AP Stats Home
Sampling Distributions for Differences in Sample Means
When we are interested in comparing two population means ( $ \mu_1 $ and $ \mu_2 $ ), we often take independent random samples from each population. The difference in the sample means, $ \bar{x}_1 - \bar{x}_2 $ , serves as our point estimate for the true difference in population means. The sampling distribution of this statistic is crucial for making inferences about $ \mu_1 - \mu_2 $ .
Understanding the Sampling Distribution
The sampling distribution of the difference in sample means, $ \bar{x}_1 - \bar{x}_2 $ , describes the distribution of all possible differences in sample means that could occur if we were to repeatedly take independent random samples of specific sizes ( $ n_1 $ and $ n_2 $ ) from two populations.
Mean of the Sampling Distribution
The mean of the sampling distribution of $ \bar{x}_1 - \bar{x}_2 $ is equal to the true difference in the population means:
$$ \mu_{\bar{x}_1 - \bar{x}_2} = \mu_1 - \mu_2 $$
This property holds true provided the samples are independent. This indicates that $ \bar{x}_1 - \bar{x}_2 $ is an Biased and Unbiased Point Estimates|unbiased estimator of $ \mu_1 - \mu_2 $ .
Standard Deviation of the Sampling Distribution
The standard deviation of the sampling distribution of $ \bar{x}_1 - \bar{x}_2 $ is calculated by combining the variances of the individual sample means. Assuming independent samples, we use the formula:
$$ \sigma_{\bar{x}_1 - \bar{x}_2} = \sqrt{\frac{\sigma_1^2}{n_1} + \frac{\sigma_2^2}{n_2}} $$
Where:
- $ \sigma_1 $ and $ \sigma_2 $ are the standard deviations of the two populations.
- $ n_1 $ and $ n_2 $ are the sample sizes from the two populations.
Conditions for using this formula:
- 10% Condition: Both sample sizes $ n_1 $ and $ n_2 $ must be less than 10% of their respective population sizes ( $ N_1 $ and $ N_2 $ ) to ensure independence of observations within each sample and allow us to treat the standard deviation as constant. That is, $ n_1 \le 0.10 N_1 $ and $ n_2 \le 0.10 N_2 $ .
- Independence: The two samples must be independent of each other.
Shape of the Sampling Distribution
The shape of the sampling distribution of $ \bar{x}_1 - \bar{x}_2 $ can be approximated as Normal under certain conditions:
- If both original populations are Normal: The sampling distribution of $ \bar{x}_1 - \bar{x}_2 $ will be approximately Normal regardless of sample sizes ( $ n_1, n_2 $ ).
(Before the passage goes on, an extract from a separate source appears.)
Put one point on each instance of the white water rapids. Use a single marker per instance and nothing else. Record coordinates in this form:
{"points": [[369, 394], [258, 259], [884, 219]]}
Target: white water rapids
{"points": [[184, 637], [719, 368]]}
- If neither or only one original population is Normal: The sampling distribution of $ \bar{x}_1 - \bar{x}_2 $ will be approximately Normal if both sample sizes are sufficiently large (generally $ n_1 \ge 30 $ and $ n_2 \ge 30 $ ). This is due to the The Central Limit Theorem.
Conditions for Inference with Differences in Sample Means
When performing inference (e.g., constructing Confidence Intervals for the Difference of Two Means or Setting Up a Test for the Difference of Two Population Means), we must check the following conditions:
- Random Condition:
- The data must come from two independent random samples, or the data must come from two groups in a randomized experiment.
- 10% Condition:
- When sampling without replacement, $ n_1 \le 0.10 N_1 $ and $ n_2 \le 0.10 N_2 $ to ensure independence within samples.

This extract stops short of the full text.